Las estrellas resplandecían en el ojo del pájaro mientras se celebraba el primer cumpleaños del gran viaje. Nos habíamos creído que éramos el Arca de Noé, y habíamos metido en la nave doscientas treinta y siete especies de aves. Al final, decidimos que un pequeño pájaro al que llamábamos Ojo de Lumbre sería nuestro guía. Tenía unos ojos brillantes y negros, con un círculo de alumbre en el centro que reflejaba de forma perfecta el cielo, así que cuando nos reuníamos para celebrar algún acontecimiento relacionado con nuestra vida pasada, lo poníamos frente a una de las ventanas y colocábamos una cámara enfocada directamente a uno de sus ojos, para que reflejara el universo.
Estábamos acercándonos a la constelación del Centauro, que tardaríamos dos años en atravesar, pero ahora ya sabíamos que aquí no encontraríamos ningún planeta habitable. El viaje todavía sería largo.
El reflejo del universo en la pupila de Ojo de Lumbre ocupaba una pared de casi cincuenta metros de anchura, en la sala más grande de la Alexandra Roja, la nave con la que doscientas mil personas habíamos escapado de la destrucción. En un momento dado, mantuvimos el silencio y miramos al gran ojo para contemplar el vacío interestelar, nos dejamos arrullar por el invierno de Vivaldi y pasamos una y otra vez la película de la destrucción reflejada en aquella simulación cristalina y cóncava del infierno.
La Tierra ardió en llamas después de aquella epidemia. El virus se apropió primero de los ancianos, luego de los jóvenes, mató a todos los animales y finalmente se introdujo en las pizarras de las montañas, produciendo una serie de transformaciones químicas que hicieron que se alzaran e incendiaran, como si una estrella de neutrones se hubiera aproximado al planeta y estuviera succionándolas. Un grupo de supervivientes aislados en zonas kársticas construimos en pocos lustros una nave espacial lo bastante grande para albergar un millón de personas, varios miles de plantas y animales, y el acervo genético de millones de especies, para reproducirlos donde encontráramos tierra firme, como aquellos navegantes que marcharon a las Américas con cerdos, caballos y la simiente de plantas alimenticias sin saber dónde ni cuándo alcanzarían el destino soñado.
La nave se construyó en varias fases. Solo sobrevivió la nuestra, las demás estallaron después de que un error en uno de los acoplamientos, cuando se estaba cargando un reactor nuclear para la impulsión, provocara una explosión gigantesca que abrasó una de las caras del planeta. En ese momento, la Alexandra Roja estaba al otro lado de la luna. Cuando reaparecimos, el ojo del pájaro solo pudo mostrarnos los restos del desastre, una cara del planeta azul convertida en el pétalo ardiente de una rosa roja transformada en ascua calcinada.

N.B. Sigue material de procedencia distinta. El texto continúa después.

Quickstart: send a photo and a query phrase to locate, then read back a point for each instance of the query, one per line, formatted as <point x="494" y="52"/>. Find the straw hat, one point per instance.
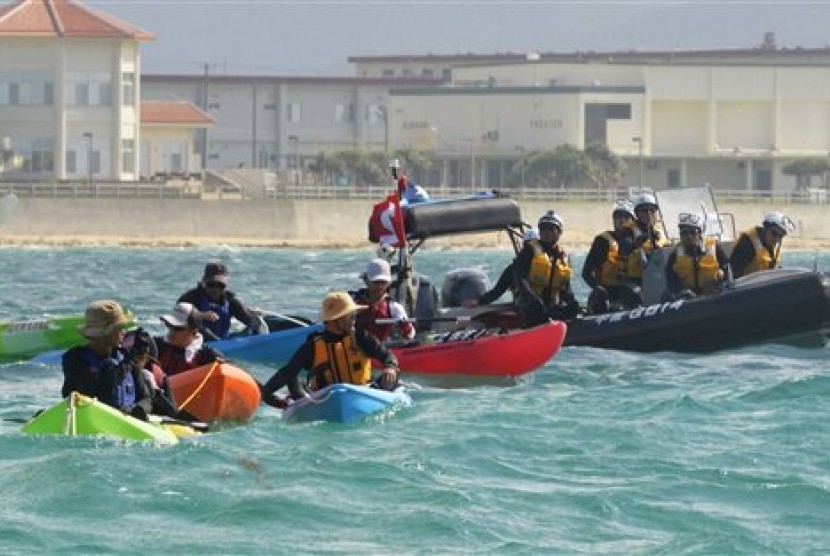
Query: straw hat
<point x="338" y="304"/>
<point x="102" y="317"/>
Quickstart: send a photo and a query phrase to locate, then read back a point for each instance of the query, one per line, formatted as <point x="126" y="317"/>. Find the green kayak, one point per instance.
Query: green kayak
<point x="81" y="415"/>
<point x="25" y="339"/>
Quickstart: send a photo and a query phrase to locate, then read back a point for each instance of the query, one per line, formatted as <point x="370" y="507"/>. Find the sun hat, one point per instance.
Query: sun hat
<point x="215" y="272"/>
<point x="338" y="304"/>
<point x="181" y="316"/>
<point x="378" y="270"/>
<point x="102" y="317"/>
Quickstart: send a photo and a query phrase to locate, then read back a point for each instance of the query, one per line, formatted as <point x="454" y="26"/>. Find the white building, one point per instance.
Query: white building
<point x="70" y="98"/>
<point x="278" y="122"/>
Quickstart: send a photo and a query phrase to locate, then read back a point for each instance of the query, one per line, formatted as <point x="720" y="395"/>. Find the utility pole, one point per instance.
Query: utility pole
<point x="205" y="87"/>
<point x="639" y="141"/>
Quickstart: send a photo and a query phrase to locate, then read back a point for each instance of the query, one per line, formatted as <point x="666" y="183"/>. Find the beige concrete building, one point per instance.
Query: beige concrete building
<point x="70" y="99"/>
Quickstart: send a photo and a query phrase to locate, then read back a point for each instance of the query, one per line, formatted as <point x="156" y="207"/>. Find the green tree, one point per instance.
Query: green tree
<point x="607" y="169"/>
<point x="804" y="169"/>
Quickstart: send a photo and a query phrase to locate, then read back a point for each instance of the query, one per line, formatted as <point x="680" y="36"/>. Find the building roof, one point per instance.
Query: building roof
<point x="292" y="80"/>
<point x="757" y="55"/>
<point x="64" y="18"/>
<point x="173" y="112"/>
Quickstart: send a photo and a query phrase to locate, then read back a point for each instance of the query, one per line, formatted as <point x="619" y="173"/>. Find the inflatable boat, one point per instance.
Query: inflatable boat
<point x="789" y="306"/>
<point x="781" y="306"/>
<point x="345" y="403"/>
<point x="216" y="392"/>
<point x="80" y="415"/>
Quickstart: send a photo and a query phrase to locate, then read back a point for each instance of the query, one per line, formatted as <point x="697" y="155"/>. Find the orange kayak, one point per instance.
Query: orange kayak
<point x="216" y="392"/>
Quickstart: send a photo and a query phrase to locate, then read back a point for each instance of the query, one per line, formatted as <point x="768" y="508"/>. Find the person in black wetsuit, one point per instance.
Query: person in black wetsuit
<point x="539" y="276"/>
<point x="216" y="305"/>
<point x="339" y="354"/>
<point x="610" y="268"/>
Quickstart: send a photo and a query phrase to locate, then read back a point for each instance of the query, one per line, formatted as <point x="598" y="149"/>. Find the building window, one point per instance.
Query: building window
<point x="128" y="89"/>
<point x="344" y="112"/>
<point x="294" y="112"/>
<point x="71" y="162"/>
<point x="128" y="155"/>
<point x="673" y="178"/>
<point x="81" y="96"/>
<point x="14" y="94"/>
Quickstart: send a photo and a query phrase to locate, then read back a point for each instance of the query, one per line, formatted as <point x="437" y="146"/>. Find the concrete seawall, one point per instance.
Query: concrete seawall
<point x="305" y="222"/>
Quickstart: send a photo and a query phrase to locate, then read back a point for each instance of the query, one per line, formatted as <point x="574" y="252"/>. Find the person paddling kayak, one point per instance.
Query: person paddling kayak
<point x="339" y="354"/>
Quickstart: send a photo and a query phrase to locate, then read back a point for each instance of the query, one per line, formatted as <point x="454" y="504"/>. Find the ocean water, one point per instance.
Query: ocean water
<point x="598" y="452"/>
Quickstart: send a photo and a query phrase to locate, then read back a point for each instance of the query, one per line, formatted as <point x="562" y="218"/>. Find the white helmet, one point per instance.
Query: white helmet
<point x="378" y="270"/>
<point x="552" y="218"/>
<point x="530" y="234"/>
<point x="687" y="220"/>
<point x="780" y="221"/>
<point x="644" y="199"/>
<point x="626" y="207"/>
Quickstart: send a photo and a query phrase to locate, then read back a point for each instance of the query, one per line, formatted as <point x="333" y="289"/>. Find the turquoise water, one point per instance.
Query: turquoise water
<point x="599" y="452"/>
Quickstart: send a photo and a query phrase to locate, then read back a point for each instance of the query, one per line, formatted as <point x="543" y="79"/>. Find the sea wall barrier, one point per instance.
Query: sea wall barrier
<point x="319" y="222"/>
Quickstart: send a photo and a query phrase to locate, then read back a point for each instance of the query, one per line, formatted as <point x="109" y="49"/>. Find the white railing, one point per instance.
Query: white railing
<point x="310" y="189"/>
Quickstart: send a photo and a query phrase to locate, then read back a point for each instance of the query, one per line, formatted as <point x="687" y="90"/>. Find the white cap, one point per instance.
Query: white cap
<point x="180" y="315"/>
<point x="378" y="270"/>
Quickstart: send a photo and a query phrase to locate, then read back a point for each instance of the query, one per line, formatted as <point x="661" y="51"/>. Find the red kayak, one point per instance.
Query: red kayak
<point x="216" y="392"/>
<point x="484" y="352"/>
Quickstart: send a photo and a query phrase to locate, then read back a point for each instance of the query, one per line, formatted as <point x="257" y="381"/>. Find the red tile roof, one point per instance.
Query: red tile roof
<point x="173" y="112"/>
<point x="64" y="18"/>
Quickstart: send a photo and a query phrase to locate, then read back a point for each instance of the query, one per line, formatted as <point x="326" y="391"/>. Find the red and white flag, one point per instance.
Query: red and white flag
<point x="386" y="223"/>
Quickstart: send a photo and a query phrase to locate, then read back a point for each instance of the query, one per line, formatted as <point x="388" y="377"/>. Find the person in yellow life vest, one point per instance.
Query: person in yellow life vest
<point x="338" y="354"/>
<point x="648" y="237"/>
<point x="608" y="265"/>
<point x="539" y="276"/>
<point x="759" y="247"/>
<point x="698" y="264"/>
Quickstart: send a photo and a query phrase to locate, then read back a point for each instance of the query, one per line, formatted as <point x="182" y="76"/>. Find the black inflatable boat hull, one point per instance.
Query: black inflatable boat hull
<point x="787" y="306"/>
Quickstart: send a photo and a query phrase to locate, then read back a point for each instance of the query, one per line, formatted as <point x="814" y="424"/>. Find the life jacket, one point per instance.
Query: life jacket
<point x="380" y="309"/>
<point x="124" y="387"/>
<point x="614" y="270"/>
<point x="763" y="259"/>
<point x="550" y="272"/>
<point x="222" y="325"/>
<point x="339" y="362"/>
<point x="698" y="272"/>
<point x="174" y="361"/>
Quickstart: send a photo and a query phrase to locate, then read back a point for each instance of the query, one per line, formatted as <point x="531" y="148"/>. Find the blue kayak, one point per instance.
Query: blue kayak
<point x="345" y="403"/>
<point x="272" y="349"/>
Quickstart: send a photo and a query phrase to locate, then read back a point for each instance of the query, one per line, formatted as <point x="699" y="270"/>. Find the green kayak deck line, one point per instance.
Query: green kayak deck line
<point x="25" y="339"/>
<point x="79" y="415"/>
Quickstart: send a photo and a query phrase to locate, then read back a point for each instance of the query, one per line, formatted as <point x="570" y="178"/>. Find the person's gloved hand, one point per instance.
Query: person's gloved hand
<point x="388" y="378"/>
<point x="138" y="412"/>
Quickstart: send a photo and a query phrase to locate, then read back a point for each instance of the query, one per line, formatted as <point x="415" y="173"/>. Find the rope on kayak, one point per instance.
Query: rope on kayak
<point x="201" y="385"/>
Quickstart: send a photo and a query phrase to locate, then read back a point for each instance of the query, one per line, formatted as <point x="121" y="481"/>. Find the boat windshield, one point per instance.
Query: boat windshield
<point x="696" y="200"/>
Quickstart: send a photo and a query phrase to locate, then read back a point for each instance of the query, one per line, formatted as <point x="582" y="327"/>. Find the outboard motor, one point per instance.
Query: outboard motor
<point x="462" y="285"/>
<point x="426" y="302"/>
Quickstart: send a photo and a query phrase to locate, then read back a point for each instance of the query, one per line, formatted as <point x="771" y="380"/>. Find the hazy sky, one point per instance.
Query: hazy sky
<point x="309" y="37"/>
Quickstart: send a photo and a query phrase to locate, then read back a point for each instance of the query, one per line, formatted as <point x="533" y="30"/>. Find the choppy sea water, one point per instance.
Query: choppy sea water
<point x="598" y="452"/>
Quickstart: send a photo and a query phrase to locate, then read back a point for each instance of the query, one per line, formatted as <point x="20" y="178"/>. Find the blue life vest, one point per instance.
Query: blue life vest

Desde entonces, solo miramos el exterior desde ese ojo negro, gigantesco, porque esa es la percepción de la realidad que queremos tener, una percepción ligeramente deformada, que nos proporcione la suficiente sensación de irrealidad para creer que todo aquello no fue cierto, que poco a poco se transforme en lo que acabaremos creyendo que fue un sueño. Nuestro propósito es que la siguiente generación no se acuerde de nada. Modificaremos sus cuerpos para adaptarlos a las condiciones del planeta elegido como destino y haremos que sean adoptados por las criaturas del lugar cuando todavía sean unos niños, como hicieron nuestros antecesores con nosotros, cuando compartimos las primeras fogatas con aquellos simios.
Con suerte, podremos enseñarles algunas nociones básicas, los principios de alguna creencia, la sensación de pertenencia a una conciencia universal que se desvanecerá a medida que nos apartemos de ellos. Nuestra única permanencia en el planeta será el ojo del pájaro que nos permitirá visualizar sus almas fragmentadas, la herencia de compartir sangre de animal y esencia de divinidad, el vacío que se aborda cuando la muerte nos devuelve a la quietud de la eternidad.